Massimo Botturi

Sono nato a Rho ( MI ) il 31-03-1960.
Sono sposato e ho due figli, Alice di 15 anni e Davide di 4.
La mia professione è impiegato in un’azienda commerciale di Milano.Scrivo da pochi
mesi,o per meglio dire ho ripreso a scrivere,dopo circa 20 anni di pausa.
E’ una passione che coltivo quando posso,quando il tempo tiranno della vita che conduco me lo permette .
Non ho nessuna pretesa di tipo letterale,le cose che scrivo,soprattutto poesie,sono cose mie che hanno un valore intrinseco aldilà di come sono scritte.
Ma è anche vero che in ognuno di noi c’è una parte che reclama la propria vanità, il mio io che in qualche modo chiede di essere soddisfatto per avere sempre ulteriori stimoli e continuare a scrivere.

SALLY

 Aveva trovato lavoro in una piccola casa editrice,quasi un sogno per Sally.

Più che un lavoro era un piacere. Passare ore tra i libri,anche se li doveva semplicemente catalogare,non le faceva sentire la fatica. E occasionalmente era incaricata di valutare delle piccole opere che giovani scrittori inediti mandavano.

Sentiva una grossa responsabilità nel contribuire alla riuscita di quelle aspirazioni interiori di ragazzi sensibili come lei e nello stesso tempo un grande dolore nel dover demolire quello che il mercato,grande regolatore ,non avrebbe assorbito.Quante volte si era trovata nei panni di quei giovani poeti e scrittori, e quante delusioni di tante mancate risposte o pareri negativi elargiti con formale freddezza.

Ora,quasi per gioco della sorte, possedeva la spada che avrebbe scisso il bene dal male.

Effettivamente quelle piccole e sofferte opere non possedevano quasi mai un valore spendibile e consumabile, ma provava per loro un caldo affetto e rispetto. Rispetto per la volontà e le passioni espresse da quei ragazzi che,come lei, riversavano nella loro dote tutto il loro mondo,dato in pasto a chissà quanti piccoli burocrati incapaci di percepire la grandezza e la bellezza di quelle cose.

Propose lei stessa le sue poesie e una serie di racconti brevi all’esame di critici di più alta caratura,riuscendo a farli pubblicare.

Aveva opportunamente evitato quelle con chiari riferimenti alla sua inclinazione Saffiana,solo chi è già affermato può concedersi il lusso di raccontarsi in completa libertà.

La sua vita era soddisfacente,sentiva la mancanza dei genitori però,soprattutto certe notti insonni,quando ripensava alla sua infanzia,e poi all’adolescenza.Erano stati buoni genitori,molto premurosi,anche se un po’ rigidi a volte. Forse era dovuto al fatto che con le bambine ci si sente quasi in dovere di chiudere la loro innocenza e purezza sotto una campana di vetro. Ma come la vita ci mostra in continuazione,non siamo affatto protetti e dobbiamo imparare da soli,dalle inevitabili ferite ricevute,ad accettare,ridimensionare e guarire.

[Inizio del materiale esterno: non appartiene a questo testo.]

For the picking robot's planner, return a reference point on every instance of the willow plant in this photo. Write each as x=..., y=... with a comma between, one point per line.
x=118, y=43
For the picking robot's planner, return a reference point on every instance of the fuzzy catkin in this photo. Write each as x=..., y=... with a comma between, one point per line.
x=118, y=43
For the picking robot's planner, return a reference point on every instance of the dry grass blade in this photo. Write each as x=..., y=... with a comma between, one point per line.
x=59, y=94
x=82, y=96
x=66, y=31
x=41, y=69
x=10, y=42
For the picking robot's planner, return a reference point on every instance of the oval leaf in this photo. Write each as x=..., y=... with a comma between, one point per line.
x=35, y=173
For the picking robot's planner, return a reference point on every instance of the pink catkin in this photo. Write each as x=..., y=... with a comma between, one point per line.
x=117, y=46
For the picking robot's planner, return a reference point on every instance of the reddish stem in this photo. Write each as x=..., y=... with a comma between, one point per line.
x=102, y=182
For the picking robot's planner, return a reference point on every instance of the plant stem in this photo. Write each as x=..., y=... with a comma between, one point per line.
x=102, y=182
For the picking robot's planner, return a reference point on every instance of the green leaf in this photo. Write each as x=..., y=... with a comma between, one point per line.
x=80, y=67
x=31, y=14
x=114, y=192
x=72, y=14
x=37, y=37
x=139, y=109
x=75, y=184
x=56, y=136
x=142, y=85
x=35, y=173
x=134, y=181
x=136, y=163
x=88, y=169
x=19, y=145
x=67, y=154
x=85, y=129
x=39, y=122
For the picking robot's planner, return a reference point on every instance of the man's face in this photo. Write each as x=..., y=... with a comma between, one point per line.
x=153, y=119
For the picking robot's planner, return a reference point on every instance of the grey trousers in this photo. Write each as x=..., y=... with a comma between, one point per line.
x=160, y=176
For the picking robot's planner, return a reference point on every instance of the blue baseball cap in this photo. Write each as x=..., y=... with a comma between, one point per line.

La sua più grande fonte di preoccupazione ora era Giulia. La delusione di quell’uomo non poteva essere così importante da cambiare il suo umore. Forse i primi giorni, ma era ormai un mese che durava la sua tenebrosità. Si concesse qualche giorno di riposo, ma in realtà quei giorni diventavano opprimenti, e la sua depressione si manifestava nell’abbandono del suo corpo inattivo ,sprofondato nel letto.

Si raccoglieva come i bambini,su di un fianco,e piangeva sommessamente.

Non si alzava nemmeno per mangiare,e rifiutava con decisione ogni tentativo di conforto di Sally. La sua non era malinconia inconsolabile,era il rifiuto violento del contatto fisico. Si alzava solo per fare delle docce lunghe e ossessive. Si grattava quasi la pelle di dosso, e poi ritornava a letto tenendosi la testa tra le mani. Capitava di sentirla canticchiare,senza la gioia che metteva nel canto solitamente,ma lentamente quasi sottovoce,come se quella ninna nanna fosse rivolta a se stessa.

Il medico aveva diagnosticato una forte depressione,senza averla però potuta visitare,per il suo rifiuto energico.Era assolutamente necessario nutrirla,farla reagire,a costo di prenderla a schiaffi.

Scrollò con un movimento deciso le lenzuola ormai nauseanti dal letto e la trascinò letteralmente per terra. Giulia scalciava,come una puledra che non si lascia domare.

Fu una lotta fisica per qualche minuto,fino a quando non cedette vinta dalla debolezza più che dalla voglia di arrendersi, in preda all’ennesima crisi di pianto.

Il suo dolore aveva un’origine precisa,Giulia era stata presa con la forza. Solo questo capì dal vago e confuso discorso che le fece tra i singhiozzi. Capì quanto bastò.

Quell’uomo , con un amico, aveva abusato di lei dopo averla ubriacata e dopo averle fatto aspirare cocaina. La tentazione di scoparsi una lesbica doveva essere stata troppo forte per rinunciare. E poi,in quelle condizioni,la cosa equivaleva a un consenso.

Solo con la ritrovata lucidità Giulia fu in grado di capire la violenza subita, ma non sapeva reagire in altro modo che violentando di nuovo se stessa ,come una sorta di punizione che si voleva autoinfliggere per non aver usato prudenza.

Era una stupida, se l’era cercato,se lo meritava. Avrebbe imparato ad accontentarsi dell’amore di Sally,così tenero e puro.

Bisognava fare qualcosa. Sally chiamò una psicologa e l’ospedale.

Giulia ora si abbandonava alle sue cure amorevoli. Non avrebbe sbagliato di nuovo.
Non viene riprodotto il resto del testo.